Our first column is filled with 0. It means if our maximum capacity is 0, no matter whatever item we have, since we can't pick any items, our maximum value will be 0. Let's start from Table[0][1]. When we are filling Table[1][1], we are asking ourselves if our maximum capacity was 1 and we had only the first item, what would be our maximum value? The best we can do is 1, by picking the item. For Table[0][2] that means if our maximum capacity is 2 and we only have the first item, the maximum value we can get is 1. This will be same for Table[0][3], Table[0][4], Table[0][5], Table[0][6] and Table[0][7]. This is because we only have one item, which gives us value 1. Since we have only 1 quantity of each item, no matter how we increase the capacity of our knapsack, from one item, 1 is the best value we can make. So our array will look like:
+-------+--------+---+---+---+---+---+---+---+---+
| Value | Weight | 0 | 1 | 2 | 3 | 4 | 5 | 6 | 7 |
+-------+--------+---+---+---+---+---+---+---+---+
| 1 | 1 | 0 | 1 | 1 | 1 | 1 | 1 | 1 | 1 |
+-------+--------+---+---+---+---+---+---+---+---+
| 4 | 3 | 0 | | | | | | | |
+-------+--------+---+---+---+---+---+---+---+---+
| 5 | 4 | 0 | | | | | | | |
+-------+--------+---+---+---+---+---+---+---+---+
| 7 | 5 | 0 | | | | | | | |
+-------+--------+---+---+---+---+---+---+---+---+
Moving on, for Table[1][1], we are asking ourselves, if we had item 1 and 2 and if the maximum capacity of our knapsack was 1, what is the maximum value we can get? If we take both item 1 and 2, the total weight will be 4, which will exceed our current knapsack capacity. So item 2 can't be selected. Now what is the best we can do without taking item 2? The value from the top, that is Table[0][1] which contains the maximum value we can get if we had maximum capacity 1 and we didn't pick the second item. For Table[1][2], since 2 is less than weight[2], that is the weight of the second item, we can't take the item. So we can establish that, if the weight of the current item is greater than our maximum capacity, we can't take that item. In this case, we'll simply take the value from top, which represents the maximum value we can take excluding the item.
if weight[i] > j
Table[i][j] := Table[i-1][j]
end if
Now for Table[1][3] since our maximum capacity is equal to our current weight, we have two choices.

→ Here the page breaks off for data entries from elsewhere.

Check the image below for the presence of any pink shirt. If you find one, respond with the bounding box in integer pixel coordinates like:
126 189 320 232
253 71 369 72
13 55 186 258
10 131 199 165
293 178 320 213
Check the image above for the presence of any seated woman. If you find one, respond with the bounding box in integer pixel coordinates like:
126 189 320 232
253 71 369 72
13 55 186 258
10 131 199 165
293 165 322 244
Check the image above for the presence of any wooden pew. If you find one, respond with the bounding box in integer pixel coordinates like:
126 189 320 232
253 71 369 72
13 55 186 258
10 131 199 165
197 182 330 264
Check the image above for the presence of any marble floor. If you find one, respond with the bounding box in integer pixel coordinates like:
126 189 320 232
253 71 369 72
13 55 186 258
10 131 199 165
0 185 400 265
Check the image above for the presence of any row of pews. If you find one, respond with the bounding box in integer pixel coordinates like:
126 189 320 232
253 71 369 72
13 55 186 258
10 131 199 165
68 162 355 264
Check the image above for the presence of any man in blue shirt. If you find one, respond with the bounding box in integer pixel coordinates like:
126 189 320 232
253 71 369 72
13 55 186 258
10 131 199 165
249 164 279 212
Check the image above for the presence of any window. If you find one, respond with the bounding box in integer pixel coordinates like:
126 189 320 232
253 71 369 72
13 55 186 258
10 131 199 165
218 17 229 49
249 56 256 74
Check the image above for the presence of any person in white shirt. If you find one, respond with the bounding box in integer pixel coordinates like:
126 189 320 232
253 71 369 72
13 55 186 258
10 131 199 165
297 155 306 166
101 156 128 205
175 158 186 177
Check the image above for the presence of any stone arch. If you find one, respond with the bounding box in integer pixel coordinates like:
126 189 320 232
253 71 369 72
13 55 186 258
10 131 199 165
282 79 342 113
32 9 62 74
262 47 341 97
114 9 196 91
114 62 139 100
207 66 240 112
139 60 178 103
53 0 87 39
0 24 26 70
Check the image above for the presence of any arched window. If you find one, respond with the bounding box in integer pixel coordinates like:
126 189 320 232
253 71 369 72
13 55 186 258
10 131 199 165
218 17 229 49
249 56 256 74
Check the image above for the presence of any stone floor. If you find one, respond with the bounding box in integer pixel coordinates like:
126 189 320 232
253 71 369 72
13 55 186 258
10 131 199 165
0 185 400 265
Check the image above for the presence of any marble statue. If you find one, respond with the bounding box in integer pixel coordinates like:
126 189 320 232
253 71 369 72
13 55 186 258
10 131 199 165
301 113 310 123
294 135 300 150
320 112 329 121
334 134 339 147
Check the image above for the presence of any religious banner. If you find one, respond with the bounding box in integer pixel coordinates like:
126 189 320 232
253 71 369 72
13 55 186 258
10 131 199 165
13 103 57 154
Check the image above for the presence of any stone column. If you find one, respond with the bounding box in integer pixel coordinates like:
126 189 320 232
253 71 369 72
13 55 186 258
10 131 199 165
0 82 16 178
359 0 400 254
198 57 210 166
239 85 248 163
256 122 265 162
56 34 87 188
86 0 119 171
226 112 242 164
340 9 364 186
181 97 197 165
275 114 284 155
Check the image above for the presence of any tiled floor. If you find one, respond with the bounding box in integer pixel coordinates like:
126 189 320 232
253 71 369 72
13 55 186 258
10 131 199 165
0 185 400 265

Among the two choices, we'll pick the one from which we can get maximum value. If we select the item, we get: value for this item + maximum value from rest of the items after taking this item = 4 + 0 = 4. We get 4(value of the item) from our weight array and the 0(maximum value we can get from rest of the items after taking this item) comes by going 1 step above and 3 steps back. That is Table[0][0]. Why? If we take the item, our remaining capacity will be 3 - 3 = 0 and remaining item will be the first item. Well, if you recall Table[0][0] stores the maximum value we can get if our capacity was 0 and we only had the first item. Now if we don't select the item, the maximum value we can get is comes from 1 step above, that is 1. Now we take the maximum of these two values(4, 1) and set Table[1][2] = 4. For Table[1][4], since 4, the maximum knapsack capacity is greater than 3, the weight of our current item, we again have two options. We take max(Weight[2] + Table[0][4-Weight[2]], Table[0][4]) = max(Weight[2] + Table[0][1], Table[0][4]) = max(4 + 1, 1) = 5.
if weight[i] <= j
w := weight[i]
Table[i][j] := max(w + Table[i][j-w], Table[i-1][j])
end if
Using these two formulae, we can populate the whole Table array. Our array will look like:
+-------+--------+---+---+---+---+---+---+---+---+
| Value | Weight | 0 | 1 | 2 | 3 | 4 | 5 | 6 | 7 |
+-------+--------+---+---+---+---+---+---+---+---+
| 1 | 1 | 0 | 1 | 1 | 1 | 1 | 1 | 1 | 1 |
+-------+--------+---+---+---+---+---+---+---+---+
| 4 | 3 | 0 | 1 | 1 | 4 | 5 | 5 | 5 | 5 |
+-------+--------+---+---+---+---+---+---+---+---+
| 5 | 4 | 0 | 1 | 1 | 4 | 5 | 6 | 6 | 9 |
+-------+--------+---+---+---+---+---+---+---+---+
| 7 | 5 | 0 | 1 | 1 | 4 | 5 | 7 | 8 | 9 |
+-------+--------+---+---+---+---+---+---+---+---+
Here, The last value that we inserted in our array, Table[3][7] contains our required maximum value. This is the maximum value we can get if we had 4 items and our maximum capacity of the knapsack was 7.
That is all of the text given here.